/llm-RAG-agent

Utilizes custom LangChain agents to perform Retrieval Augmented Generation (RAG) for various tasks related to financial document analysis using FinBERT and PEGASUS.

Primary LanguageJupyter Notebook

RAG Agent for Financial Document Analysis with LangChain

This Python repository utilizes the LangChain library and the concept of Retrieval Augmented Generation (RAG) to perform various tasks related to financial document analysis. It demonstrates the use of LangChain agents coupled with language models, vector databases, document loading, summarization, and sentiment analysis on a financial annual report.

Prerequisites

Before you begin, ensure you have met the following requirements:

  • Python 3.6 or higher
  • OpenAI API key

Setup

  1. Create and activate a Python virtual environment:

    python -m venv llm_rag_env
    source llm_rag_env/bin/activate
  2. Clone the repository:

    git clone https://github.com/sridhama/llm-rag-agent
    cd llm-rag-agent
  3. Install the required packages:

    pip install -r requirements.txt
  4. Obtain an OpenAI API key from OpenAI Platform. Replace 'YOUR_API_KEY' in /src/agent.py with your actual API key.

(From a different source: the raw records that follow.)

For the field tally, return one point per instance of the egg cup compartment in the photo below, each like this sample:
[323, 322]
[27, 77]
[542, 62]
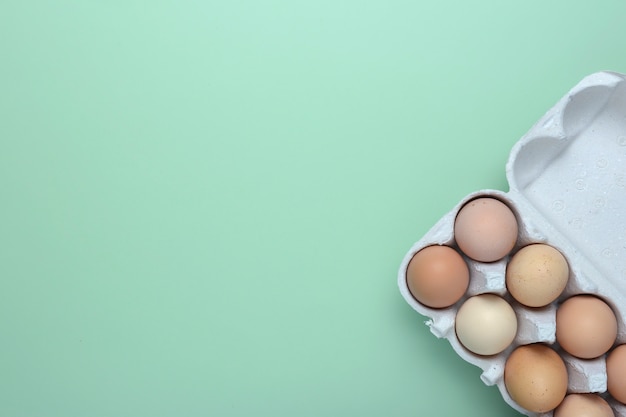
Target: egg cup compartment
[567, 179]
[585, 375]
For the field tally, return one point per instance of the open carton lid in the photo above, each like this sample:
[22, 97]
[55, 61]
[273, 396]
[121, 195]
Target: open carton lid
[567, 180]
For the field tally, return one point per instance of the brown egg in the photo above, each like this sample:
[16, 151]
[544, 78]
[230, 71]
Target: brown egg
[584, 405]
[485, 229]
[586, 327]
[437, 276]
[616, 373]
[535, 377]
[537, 275]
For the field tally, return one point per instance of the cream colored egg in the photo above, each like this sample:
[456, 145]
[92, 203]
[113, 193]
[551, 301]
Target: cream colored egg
[486, 324]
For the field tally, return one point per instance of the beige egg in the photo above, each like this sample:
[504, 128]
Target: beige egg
[537, 275]
[584, 405]
[616, 373]
[437, 276]
[535, 377]
[486, 324]
[586, 327]
[485, 229]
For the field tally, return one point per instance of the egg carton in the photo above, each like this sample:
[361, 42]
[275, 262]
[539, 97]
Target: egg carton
[567, 179]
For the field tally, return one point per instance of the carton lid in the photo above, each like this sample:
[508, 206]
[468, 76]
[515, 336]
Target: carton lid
[571, 168]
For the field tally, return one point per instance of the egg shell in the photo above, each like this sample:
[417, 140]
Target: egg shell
[437, 276]
[537, 275]
[586, 327]
[616, 372]
[535, 377]
[485, 229]
[486, 324]
[566, 178]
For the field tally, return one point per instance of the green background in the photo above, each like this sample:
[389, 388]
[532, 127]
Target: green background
[203, 205]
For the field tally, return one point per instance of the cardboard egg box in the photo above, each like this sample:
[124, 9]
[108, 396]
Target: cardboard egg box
[567, 179]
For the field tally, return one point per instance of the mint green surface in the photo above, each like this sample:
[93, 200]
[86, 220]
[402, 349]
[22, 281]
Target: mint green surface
[203, 205]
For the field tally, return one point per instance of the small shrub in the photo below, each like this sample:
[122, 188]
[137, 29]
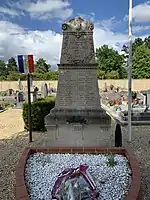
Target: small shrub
[39, 109]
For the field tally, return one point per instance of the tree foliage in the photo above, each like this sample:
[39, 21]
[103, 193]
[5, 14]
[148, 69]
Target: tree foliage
[141, 62]
[110, 62]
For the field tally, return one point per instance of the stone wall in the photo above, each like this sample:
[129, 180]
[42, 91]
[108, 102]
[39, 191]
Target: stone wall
[137, 84]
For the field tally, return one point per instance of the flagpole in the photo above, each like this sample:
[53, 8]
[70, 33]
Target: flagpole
[29, 108]
[130, 74]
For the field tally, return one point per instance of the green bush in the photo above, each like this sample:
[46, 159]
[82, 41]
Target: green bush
[39, 109]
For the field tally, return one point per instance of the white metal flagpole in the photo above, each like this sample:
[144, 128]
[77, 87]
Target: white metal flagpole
[130, 73]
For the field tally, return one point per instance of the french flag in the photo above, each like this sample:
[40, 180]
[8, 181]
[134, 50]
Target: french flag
[26, 63]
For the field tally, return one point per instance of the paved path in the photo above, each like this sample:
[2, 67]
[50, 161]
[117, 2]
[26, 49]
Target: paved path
[11, 122]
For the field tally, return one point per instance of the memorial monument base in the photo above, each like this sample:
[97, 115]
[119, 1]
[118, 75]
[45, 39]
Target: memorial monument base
[79, 135]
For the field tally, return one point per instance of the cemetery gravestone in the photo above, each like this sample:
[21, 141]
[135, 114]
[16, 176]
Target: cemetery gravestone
[77, 91]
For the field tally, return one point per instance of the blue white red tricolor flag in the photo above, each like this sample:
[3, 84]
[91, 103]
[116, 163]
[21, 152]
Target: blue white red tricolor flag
[25, 63]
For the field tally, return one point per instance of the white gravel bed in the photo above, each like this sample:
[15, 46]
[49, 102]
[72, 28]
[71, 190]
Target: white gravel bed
[42, 171]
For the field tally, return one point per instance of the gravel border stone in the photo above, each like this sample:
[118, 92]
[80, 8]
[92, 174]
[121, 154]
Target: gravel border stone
[11, 149]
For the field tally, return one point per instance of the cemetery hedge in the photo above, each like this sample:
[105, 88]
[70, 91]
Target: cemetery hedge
[39, 109]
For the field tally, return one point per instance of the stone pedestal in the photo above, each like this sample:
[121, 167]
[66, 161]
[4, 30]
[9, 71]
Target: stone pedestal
[77, 96]
[79, 135]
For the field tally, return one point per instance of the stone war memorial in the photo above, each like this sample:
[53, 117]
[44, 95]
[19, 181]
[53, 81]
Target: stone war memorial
[78, 118]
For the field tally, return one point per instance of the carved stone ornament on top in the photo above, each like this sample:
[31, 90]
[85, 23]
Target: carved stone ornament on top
[78, 25]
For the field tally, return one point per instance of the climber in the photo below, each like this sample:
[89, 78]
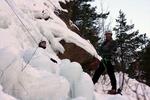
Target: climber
[107, 50]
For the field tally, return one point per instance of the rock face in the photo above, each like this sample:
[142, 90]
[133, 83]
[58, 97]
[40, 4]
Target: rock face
[73, 52]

  5. Store financial report or any other pertinent document for passage retrieval in the /documents directory.

Usage

  1. Load and Store Documents in VectorDB: /src/agent.py starts by loading and storing a PDF document into a Vector Database (VectorDB). You can specify the path to the PDF document and its metadata, such as name and description.

    # specify document path and metadata
    doc_info = {
        'path': '../documents/financial_annual_report_2022.pdf',
        'name': 'financial_annual_report_2022',
        'description': "a finance company's annual report documentation for the year 2022"
    }

    The script loads and splits the PDF document into pages. You can customize the number of pages to use.

  2. Initialize Models: The script initializes various language models for different tasks:

  3. Create Custom Tools: Custom LangChain tools are defined as Python functions decorated with @tool. These tools can be used to extract financial summaries and sentiments from text.

    @tool
    def financial_summary(text: str) -> str:
        """Returns the financial summary of the input text."""
        return summary_hf.predict(text)
    
    @tool
    def financial_sentiment(text: str) -> str:
        """Returns the financial sentiment of the input text."""
        return finbert_pipe(text)
  4. Initialize Agents: Different agents are created for retrieval, retrieval + summary, and retrieval + summary + sentiment analysis. These agents use the defined tools and models to respond to queries.

  5. Results: The script provides examples of how to use the agents to retrieve information, summarize it, and analyze sentiment.